Donald Trump sought to make an unannounced visit to the demilitarized zone between North and South Korea but was thwarted by bad weather.

According to a White House pool report, the President intended to make a surprise visit to the heavily fortified area dividing communist North Korea from Western ally South Korea. Mr Trump has shown a propensity for catching others off guard with foreign policy moves, as when he ordered a strike on Syria.

But bad weather forced Chinook helicopters bearing the President and reporters to return to Seoul about half an hour after they lifted off.

Soaring tensions on the Korean peninsula have consumed much of the Trump administration’s attention as North Korea has menaced its neighbours with repeated ballistic missile launches and its first successful test of a hydrogen bomb. Mr Trump and North Korea have traded militaristic rhetoric and threats of destruction.

The demilitarized zone, commonly known as the DMZ, separates two neighbours who remain locked in conflict more than half a century after the Korean War ended in an armistice rather than a peace treaty.

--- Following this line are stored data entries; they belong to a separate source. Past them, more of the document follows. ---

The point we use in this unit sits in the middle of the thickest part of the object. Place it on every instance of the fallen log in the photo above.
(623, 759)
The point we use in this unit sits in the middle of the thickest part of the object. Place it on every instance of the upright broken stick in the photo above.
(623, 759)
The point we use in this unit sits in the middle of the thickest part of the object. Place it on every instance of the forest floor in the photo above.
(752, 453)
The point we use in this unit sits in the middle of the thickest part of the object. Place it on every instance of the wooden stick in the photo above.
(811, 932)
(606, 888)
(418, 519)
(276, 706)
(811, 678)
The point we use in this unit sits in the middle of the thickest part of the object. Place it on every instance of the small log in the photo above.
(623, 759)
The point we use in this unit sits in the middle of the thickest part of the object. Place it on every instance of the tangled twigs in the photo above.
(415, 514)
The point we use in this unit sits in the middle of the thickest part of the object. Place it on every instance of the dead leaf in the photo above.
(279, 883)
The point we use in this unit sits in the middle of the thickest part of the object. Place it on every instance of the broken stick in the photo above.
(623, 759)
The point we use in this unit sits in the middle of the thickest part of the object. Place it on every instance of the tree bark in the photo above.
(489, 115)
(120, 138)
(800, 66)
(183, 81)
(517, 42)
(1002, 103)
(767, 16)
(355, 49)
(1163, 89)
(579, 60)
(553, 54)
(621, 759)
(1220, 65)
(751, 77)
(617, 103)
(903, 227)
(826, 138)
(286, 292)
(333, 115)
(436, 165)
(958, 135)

Vice President Mike Pence had already visited the DMZ, but this would have been Mr Trump’s first visit. He was in South Korea as he continued his first visit to Asia as President, having already stopped in Japan.

Speaking to reporters alongside South Korean President Moon Jae-in, Mr Trump said the two leaders discussed “North Korea's grave nuclear threat” and reaffirmed the “crucial US security partnership with South Korea”.

The two countries have conducted a series of joint military drills, which North Korea has denounced as acts of aggression.

Mr Moon said South Korea was exploring purchasing American-made military equipment, with Mr Trump chiming in that South Korea planned to buy “billions of dollars” worth.